What does it mean that most Georgia counties are above the regression line?

ggplotly(
ggplot() +
  geom_point(data=c2,aes(x=dispct,y=total,
                 col=disadv,label=cname2)) +
  scale_color_manual(values=c("deepskyblue1","yellow")) +
  geom_smooth(data=c2, aes(x=dispct,y=total),method="lm") +
  geom_point(data=(c2 %>% filter(statefp=="13")),
             aes(x=dispct,y=total,
                 label=cname2), col="red") +
  xlab("County Percent Disadvantaged") +
  ylab("Climate Damages as Percent of County GDP") +
  ggtitle("Are Expected Climate Change Damages Higher
          in Counties with over 50% Disadvantaged Population?"))
## Warning: Ignoring unknown aesthetics: label

## Warning: Ignoring unknown aesthetics: label
## Warning: Removed 1 rows containing non-finite values (stat_smooth).

Task 5: Creating maps of disadvantaged counties and climate damages

Create maps showing the spatial distribution of disadvantaged counties and total climate damages.

tmap_mode("view")

# create a map of disadvantaged areas
tm_shape(c2) +
  tm_polygons("disadv", palette="Reds") +
  tm_shape(s1) +
  tm_borders("black",lwd=1.5)
# create a map showing total damages (as percent of county GDP)
tm_shape(c2) +
  tm_polygons("total", palette="-RdYlBu") +
tm_shape(s1) +
  tm_borders("black",lwd=1.5)

Question: what does it mean when a county’s total damages number is negative?

Starting with the code from the total damages map, create maps showing agricultural damages, mortality damages, and coastal damages (from hurricanes).
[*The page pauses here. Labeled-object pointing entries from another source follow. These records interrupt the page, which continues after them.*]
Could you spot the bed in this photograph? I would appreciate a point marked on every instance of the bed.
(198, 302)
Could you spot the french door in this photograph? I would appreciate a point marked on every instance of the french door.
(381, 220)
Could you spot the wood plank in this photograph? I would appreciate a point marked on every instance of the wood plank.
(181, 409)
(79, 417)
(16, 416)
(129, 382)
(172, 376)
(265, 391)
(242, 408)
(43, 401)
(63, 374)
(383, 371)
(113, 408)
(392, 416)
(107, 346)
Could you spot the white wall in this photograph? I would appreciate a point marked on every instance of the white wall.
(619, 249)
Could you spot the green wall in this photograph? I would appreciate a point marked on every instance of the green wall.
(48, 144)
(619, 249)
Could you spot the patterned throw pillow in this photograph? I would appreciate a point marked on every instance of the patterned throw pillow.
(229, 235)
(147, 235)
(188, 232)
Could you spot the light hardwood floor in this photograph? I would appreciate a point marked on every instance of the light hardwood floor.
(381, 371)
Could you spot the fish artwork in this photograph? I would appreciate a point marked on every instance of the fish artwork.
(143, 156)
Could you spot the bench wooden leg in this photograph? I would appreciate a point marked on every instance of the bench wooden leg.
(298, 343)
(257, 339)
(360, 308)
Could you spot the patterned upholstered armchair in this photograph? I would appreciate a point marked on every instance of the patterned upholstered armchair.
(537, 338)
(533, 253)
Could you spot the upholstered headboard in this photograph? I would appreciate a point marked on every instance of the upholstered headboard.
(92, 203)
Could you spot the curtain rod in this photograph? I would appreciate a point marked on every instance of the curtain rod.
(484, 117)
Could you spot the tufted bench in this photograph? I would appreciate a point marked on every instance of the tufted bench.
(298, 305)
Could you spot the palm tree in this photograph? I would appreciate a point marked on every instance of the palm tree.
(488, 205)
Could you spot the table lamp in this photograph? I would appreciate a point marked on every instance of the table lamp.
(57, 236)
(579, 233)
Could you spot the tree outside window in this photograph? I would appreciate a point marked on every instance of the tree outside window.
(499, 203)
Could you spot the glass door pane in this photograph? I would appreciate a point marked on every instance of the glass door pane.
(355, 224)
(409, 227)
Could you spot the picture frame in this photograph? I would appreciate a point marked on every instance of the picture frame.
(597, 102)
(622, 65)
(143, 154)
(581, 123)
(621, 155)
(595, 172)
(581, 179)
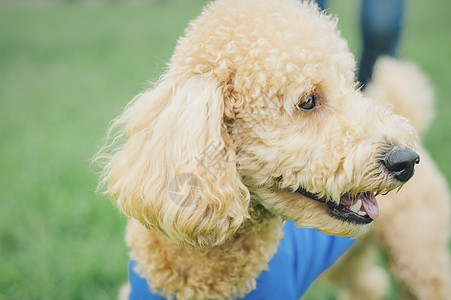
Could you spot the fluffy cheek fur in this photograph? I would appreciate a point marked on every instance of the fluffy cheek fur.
(213, 204)
(329, 154)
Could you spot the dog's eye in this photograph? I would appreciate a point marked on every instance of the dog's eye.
(306, 102)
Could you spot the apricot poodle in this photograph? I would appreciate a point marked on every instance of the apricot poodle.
(256, 126)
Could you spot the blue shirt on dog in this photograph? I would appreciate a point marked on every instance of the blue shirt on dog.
(303, 254)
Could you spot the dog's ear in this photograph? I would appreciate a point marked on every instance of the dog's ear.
(176, 172)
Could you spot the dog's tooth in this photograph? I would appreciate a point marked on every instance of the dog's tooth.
(356, 206)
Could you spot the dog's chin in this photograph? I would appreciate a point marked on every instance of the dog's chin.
(360, 209)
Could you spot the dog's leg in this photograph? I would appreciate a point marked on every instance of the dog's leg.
(356, 276)
(413, 227)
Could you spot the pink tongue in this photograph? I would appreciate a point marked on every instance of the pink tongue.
(369, 205)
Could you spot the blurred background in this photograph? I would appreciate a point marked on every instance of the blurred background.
(67, 68)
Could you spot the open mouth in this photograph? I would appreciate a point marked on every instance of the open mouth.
(360, 209)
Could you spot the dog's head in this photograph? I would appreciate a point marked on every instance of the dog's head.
(258, 109)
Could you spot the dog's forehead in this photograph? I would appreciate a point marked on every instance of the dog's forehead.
(264, 41)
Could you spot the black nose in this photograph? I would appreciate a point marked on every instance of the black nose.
(401, 163)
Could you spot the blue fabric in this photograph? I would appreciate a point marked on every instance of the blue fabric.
(303, 254)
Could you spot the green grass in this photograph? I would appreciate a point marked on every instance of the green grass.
(65, 72)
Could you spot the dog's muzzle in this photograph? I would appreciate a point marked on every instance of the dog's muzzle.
(400, 162)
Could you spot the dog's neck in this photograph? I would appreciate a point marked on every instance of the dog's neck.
(225, 271)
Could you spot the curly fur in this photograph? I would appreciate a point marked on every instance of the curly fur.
(232, 84)
(414, 225)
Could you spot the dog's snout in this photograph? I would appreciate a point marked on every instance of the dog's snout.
(401, 163)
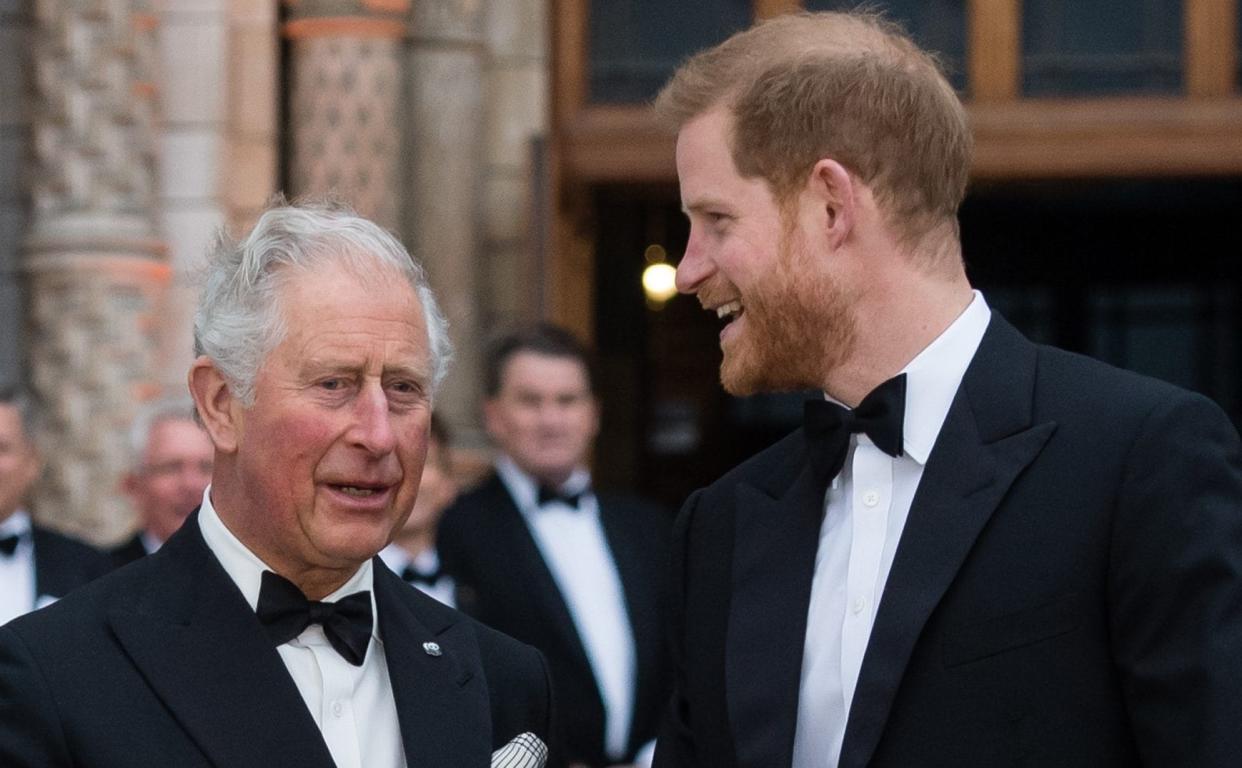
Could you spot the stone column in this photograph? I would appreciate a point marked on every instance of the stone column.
(345, 71)
(93, 261)
(15, 30)
(193, 55)
(253, 62)
(445, 141)
(517, 116)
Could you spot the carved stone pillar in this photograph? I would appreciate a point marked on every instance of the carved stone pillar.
(93, 262)
(344, 103)
(517, 116)
(445, 118)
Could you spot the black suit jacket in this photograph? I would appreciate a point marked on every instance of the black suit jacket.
(62, 563)
(487, 547)
(163, 662)
(1067, 589)
(128, 551)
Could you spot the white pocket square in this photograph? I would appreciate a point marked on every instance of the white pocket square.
(525, 751)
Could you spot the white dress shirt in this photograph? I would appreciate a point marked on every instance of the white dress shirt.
(18, 569)
(576, 552)
(427, 561)
(352, 705)
(866, 508)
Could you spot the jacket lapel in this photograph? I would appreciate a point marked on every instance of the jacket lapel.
(525, 562)
(986, 441)
(199, 646)
(641, 598)
(774, 553)
(442, 708)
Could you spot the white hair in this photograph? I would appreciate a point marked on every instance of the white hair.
(239, 320)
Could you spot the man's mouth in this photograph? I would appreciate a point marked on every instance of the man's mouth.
(360, 491)
(729, 312)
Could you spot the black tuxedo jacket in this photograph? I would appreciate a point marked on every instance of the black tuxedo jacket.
(128, 551)
(1067, 589)
(62, 563)
(163, 662)
(487, 547)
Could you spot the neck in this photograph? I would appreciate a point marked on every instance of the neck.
(892, 328)
(415, 542)
(318, 583)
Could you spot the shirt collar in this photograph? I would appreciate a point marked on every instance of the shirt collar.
(150, 542)
(246, 568)
(934, 375)
(524, 489)
(16, 523)
(398, 559)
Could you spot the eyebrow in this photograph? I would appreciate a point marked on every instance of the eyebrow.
(704, 203)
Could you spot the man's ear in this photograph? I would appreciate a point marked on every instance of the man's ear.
(217, 408)
(832, 190)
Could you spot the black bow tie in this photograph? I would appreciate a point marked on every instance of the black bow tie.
(548, 495)
(285, 613)
(9, 544)
(829, 426)
(412, 576)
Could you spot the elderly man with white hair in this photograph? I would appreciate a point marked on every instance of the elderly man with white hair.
(265, 631)
(172, 466)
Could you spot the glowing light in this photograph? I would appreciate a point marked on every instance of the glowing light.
(658, 281)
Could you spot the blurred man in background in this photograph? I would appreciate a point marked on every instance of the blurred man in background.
(36, 566)
(412, 553)
(549, 561)
(172, 467)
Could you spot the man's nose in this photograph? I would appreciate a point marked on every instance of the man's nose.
(373, 425)
(694, 266)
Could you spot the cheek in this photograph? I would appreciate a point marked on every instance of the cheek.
(287, 447)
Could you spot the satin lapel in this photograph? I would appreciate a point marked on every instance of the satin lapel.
(441, 703)
(200, 648)
(986, 441)
(773, 566)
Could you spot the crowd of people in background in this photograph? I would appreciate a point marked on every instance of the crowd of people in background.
(976, 551)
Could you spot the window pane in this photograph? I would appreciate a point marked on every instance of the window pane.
(1094, 47)
(935, 25)
(635, 45)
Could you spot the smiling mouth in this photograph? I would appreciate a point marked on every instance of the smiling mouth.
(360, 491)
(729, 312)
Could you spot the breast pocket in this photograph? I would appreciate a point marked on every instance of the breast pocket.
(1011, 631)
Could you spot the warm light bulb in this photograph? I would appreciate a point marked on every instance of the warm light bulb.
(658, 281)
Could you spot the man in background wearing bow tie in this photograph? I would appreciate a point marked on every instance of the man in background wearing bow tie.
(979, 551)
(36, 566)
(265, 631)
(549, 561)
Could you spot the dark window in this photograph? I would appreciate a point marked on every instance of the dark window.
(935, 25)
(635, 45)
(1098, 47)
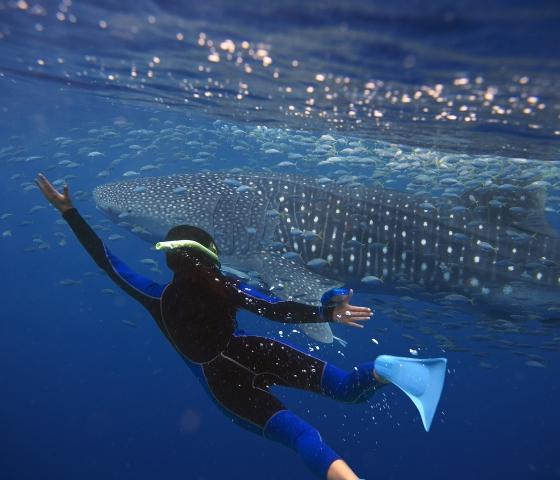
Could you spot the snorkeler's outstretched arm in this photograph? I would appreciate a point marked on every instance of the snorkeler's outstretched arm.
(137, 286)
(287, 311)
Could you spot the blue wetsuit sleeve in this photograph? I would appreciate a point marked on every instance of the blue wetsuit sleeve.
(141, 288)
(279, 310)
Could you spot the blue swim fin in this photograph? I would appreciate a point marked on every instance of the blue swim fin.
(420, 378)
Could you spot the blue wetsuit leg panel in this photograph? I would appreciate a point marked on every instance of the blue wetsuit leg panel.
(355, 386)
(290, 430)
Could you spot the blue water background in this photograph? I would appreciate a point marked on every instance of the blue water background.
(84, 395)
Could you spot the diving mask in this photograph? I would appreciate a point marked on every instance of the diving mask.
(172, 244)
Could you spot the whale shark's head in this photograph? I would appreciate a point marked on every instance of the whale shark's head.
(150, 207)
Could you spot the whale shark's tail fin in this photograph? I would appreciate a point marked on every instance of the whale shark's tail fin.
(421, 379)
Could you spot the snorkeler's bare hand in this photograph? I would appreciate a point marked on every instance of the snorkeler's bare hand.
(350, 314)
(61, 201)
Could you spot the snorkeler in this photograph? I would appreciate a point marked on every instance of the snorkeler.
(196, 312)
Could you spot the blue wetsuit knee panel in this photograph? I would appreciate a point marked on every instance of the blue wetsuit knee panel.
(290, 430)
(356, 386)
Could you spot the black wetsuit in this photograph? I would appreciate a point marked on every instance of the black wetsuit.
(238, 369)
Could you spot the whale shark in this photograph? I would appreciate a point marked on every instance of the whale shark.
(297, 237)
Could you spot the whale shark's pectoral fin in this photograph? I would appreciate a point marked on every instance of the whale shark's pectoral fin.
(287, 279)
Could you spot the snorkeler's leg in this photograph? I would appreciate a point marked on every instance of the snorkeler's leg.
(290, 430)
(233, 387)
(355, 386)
(275, 362)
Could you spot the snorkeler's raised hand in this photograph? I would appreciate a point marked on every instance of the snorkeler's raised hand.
(350, 314)
(61, 201)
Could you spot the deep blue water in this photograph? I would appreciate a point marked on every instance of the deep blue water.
(84, 394)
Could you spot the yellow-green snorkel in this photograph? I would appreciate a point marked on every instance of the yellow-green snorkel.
(171, 244)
Use a different palette from RColorBrewer for each map. Use google or duckduckgo to search for an RColorBrewer image showing all the RColorBrewer palettes.


Task 7: Black population and climate damages

The next line of code loads an American Community Survey dataset that includes total population and black population by county, and a black percentage variable.

b1 = readRDS("usacs20.rds")

Write code to create a new county dataset named c3 by starting with the existing county dataset c2 and conducting a left_join to add the b1 variables. See above in Task 3 for similar joins.

Write code to calculate the weighted mean of black percent population comparing disadvantaged to non-disadvantaged counties. See above Task 4 for an example of similar code.

Write code to create a ggplot scatterplot with black percentage on the x axis and total damages on the y axis. See above in Task 4 for an example of similar code. Execute a google or duckduckgo search for “colors in R Ying Wei.” Use this colors cheat-sheet to select your colors for the scatterplot.